Habituellement, la classe de cette enseignante est «flexible », ce qui signifie que les élèves peuvent s’asseoir plusieurs à la même table ou au sol. Mais en cette période de coronavirus, ce n’est plus possible. 

«Ça bouleverse évidemment le quotidien des enfants», a confié madame Montminy au Courrier du sud. Mais l’enseignante a échangé de façon constructive avec les parents et ses élèves à ce sujet, avant le retour en classe. 

«Sur le coup, ils étaient déçus qu’on doive oublier la classe flexible. Des parents ont même remis en question le retour de leur enfant. Je leur ai alors proposé l’option de faire une classe dans la serre; une idée qu’ils ont trouvé intéressante», a-t-elle dit.

Josée Montminy est parvenue à créer dans la serre un environnement de travail agréable, malgré les contraintes entourant la crise sanitaire actuelle.
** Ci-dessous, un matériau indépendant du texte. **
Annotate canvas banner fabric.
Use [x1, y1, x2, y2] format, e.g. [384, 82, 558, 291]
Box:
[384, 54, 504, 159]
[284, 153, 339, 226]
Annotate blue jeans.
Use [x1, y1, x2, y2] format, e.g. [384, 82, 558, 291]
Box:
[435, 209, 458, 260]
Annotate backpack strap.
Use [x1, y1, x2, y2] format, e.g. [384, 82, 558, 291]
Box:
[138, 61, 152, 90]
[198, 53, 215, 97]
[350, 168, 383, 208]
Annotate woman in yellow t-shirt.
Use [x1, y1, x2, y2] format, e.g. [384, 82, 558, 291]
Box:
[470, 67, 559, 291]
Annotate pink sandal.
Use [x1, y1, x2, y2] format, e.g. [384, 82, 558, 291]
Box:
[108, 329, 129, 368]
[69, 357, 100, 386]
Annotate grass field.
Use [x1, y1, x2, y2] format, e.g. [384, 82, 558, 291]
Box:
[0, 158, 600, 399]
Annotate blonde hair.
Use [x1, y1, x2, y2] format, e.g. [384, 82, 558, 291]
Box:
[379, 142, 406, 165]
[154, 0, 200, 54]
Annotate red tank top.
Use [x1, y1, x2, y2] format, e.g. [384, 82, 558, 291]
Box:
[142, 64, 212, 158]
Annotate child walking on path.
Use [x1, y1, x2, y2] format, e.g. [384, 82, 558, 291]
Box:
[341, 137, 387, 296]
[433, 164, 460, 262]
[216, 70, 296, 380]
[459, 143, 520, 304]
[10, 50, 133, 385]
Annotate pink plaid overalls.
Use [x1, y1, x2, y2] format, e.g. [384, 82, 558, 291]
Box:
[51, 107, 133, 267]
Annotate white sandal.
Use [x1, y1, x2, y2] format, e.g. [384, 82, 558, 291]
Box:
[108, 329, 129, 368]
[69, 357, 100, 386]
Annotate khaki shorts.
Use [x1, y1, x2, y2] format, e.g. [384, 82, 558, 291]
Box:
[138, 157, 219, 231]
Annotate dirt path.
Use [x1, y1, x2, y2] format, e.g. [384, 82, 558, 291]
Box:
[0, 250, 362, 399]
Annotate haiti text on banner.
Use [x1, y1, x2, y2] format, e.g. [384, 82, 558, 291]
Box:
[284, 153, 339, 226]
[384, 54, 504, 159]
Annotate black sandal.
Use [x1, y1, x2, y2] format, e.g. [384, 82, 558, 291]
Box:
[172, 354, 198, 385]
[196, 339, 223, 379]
 «On est dehors, il fait clair même par temps gris, l’air est meilleur et on met de la musique grâce à un haut-parleur Bluetooth. Chaque élève a son propre îlot de travail situé à deux mètres de celui de son voisin. On est bien organisé », illustre-t-elle.

Ses jeunes élèves ont fait des semis dès les premiers jours. «On avait déjà des semences. J’ai aussi acheté différents plants. On va donc expérimenter diverses façons de faire pousser des plants de légumes, de fruits et de fleurs à petite échelle », mentionne-t-elle.

Actuellement, seuls les élèves de la classe de Josée Montminy expérimenteront la serre, construite l’été dernier. Par la suite, l’endroit devait faire l’objet d’un vaste projet entrepreneurial, et ce,  à la grandeur de l’établissement scolaire.

«On s’est fait couper nos plans! Normalement, on devait démarrer la serre au printemps et commencer nos semis au retour de la relâche. Il y a eu la pandémie, alors on a tout arrêté », a expliqué l’enseignante de cette classe originale.

Le projet entrepreneurial devait initialement être chapeauté dès cette année par la classe de 5e-6e année, qui avait entre autres pour mandat de s’occuper de l’aménagement de la serre. Les élèves avaient commencé à regarder des plans pour fabriquer des tables avec des palettes de bois avant que Québec ferme les écoles.

«On voulait que chacune des six classes de l’école, incluant la nôtre, ait un coin à elle, adapté à l’âge des enfants, afin que chacune puisse expérimenter la germination et découvrir les plantes à sa façon. Ensuite, chaque enseignant déciderait ce qu’il montrerait à ses élèves et ce qu’il cultiverait avec eux», a mentionné madame Montminy, qui a souligné qu’à la fin de l’année scolaire, des plants pourraient être vendus et alors que d’autres seront laissés en serre pour que les jeunes du camp de jour en prennent soin.

Finalement, ce sera plutôt l’année prochaine que tout cela verra le jour. «Au moins, mes élèves de 6e année auront l’occasion d’expérimenter un peu le jardinage et de profiter de la serre avant de quitter pour le secondaire. Tous pourront aussi repartir avec leurs plants à la fin de l’année scolaire», a mentionné l’enseignante pour conclure.